Dedicated in memory of Filomena Manzera

Manzera. Damon Manzera.

Yes, how many times had the boy named Christian sat in that very same church with his mother, listening to Father Bonetti assure the congregation that our time in this world served some greater purpose of which together we all played a part, that all of mankind’s lives were intertwined, that “Everything was connected.” And after some poking around, the young man named Christian learned that the family who had bestowed upon St. Bartholomew’s their gift of the Pietà was in fact the same family who had bestowed upon the world the tennis pro Damon Manzera-the tennis pro who had killed his mother and turned his father into a vegetable.

And just as the young man named Christian understood that fate had brought his mother and the tennis pro together at the country club in some divine connection to the Pietà-a divine connection that had to do with him, with a mother’s love for her son-the young man named Christian also understood that fate had now brought him and the tennis pro together, too.

Oh yes. Christian understood all too well what he had to do next.

And so, after he finished up at Phillips Exeter, between visiting his father at the care facility and going full time to nursing school, the young man named Christian began building up his body-first at the gym, then in the cellar of his parents’ home-all the while his mind focused clearly on the duality of his purpose: the caring for his father and his revenge on Damon Manzera. And after the former was safely back at home, for years Christian followed the latter, learning his movements and waiting patiently for a sign from fate that it was time.

Ironically, it all came together so quickly in the end. Damon Manzera, who was still teaching tennis at the country club-and who himself had become quite the drinker after a failed marriage-had moved back temporarily with his parents on Love Lane, where he spent many a warm summer evening in the backyard drinking beer and swimming in the Manzera’s in-ground pool. If Damon Manzera ever thought about his former mistress, if he ever felt guilty about the part he played in her death, he gave no sign of it to Christian, who for four years had spied on him nearly every day with his binoculars.

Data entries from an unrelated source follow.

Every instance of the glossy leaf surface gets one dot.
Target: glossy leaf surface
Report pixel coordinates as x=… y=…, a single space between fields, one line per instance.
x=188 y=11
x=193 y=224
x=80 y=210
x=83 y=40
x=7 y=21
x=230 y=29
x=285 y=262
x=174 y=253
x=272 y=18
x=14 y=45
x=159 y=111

And so, with the permission of fate, the young man named Christian snuck into the Manzeras’ backyard through the woods, hopping the high stone wall just after dark and waiting among the trees until Damon Manzera was good and drunk. He did not yet have the night vision goggles or the tranquilizer rifle that he would later use on Tommy Campbell; he did not even have to wrestle the tennis pro under control as he had done when he dragged poor Michael Wenick down the drainpipe. No, for the young man who would soon become The Sculptor, his first murder was somewhat anticlimactic; and in the end he simply lifted the unconscious Manzera off his lounge chair and drowned him with no more effort than it would have taken him to wash the dishes.

Christian was able to hop from the diving board and into the woods without leaving even a single footprint on the cement. When in the weeks that followed it became apparent that he had actually gotten away with his murder of Damon Manzera, the young man named Christian began to feel empty. Yes, the man who was to become The Sculptor wanted to kill again; he wanted to kill more Damon Manzeras-so much so that he actually got an erection when he thought about it.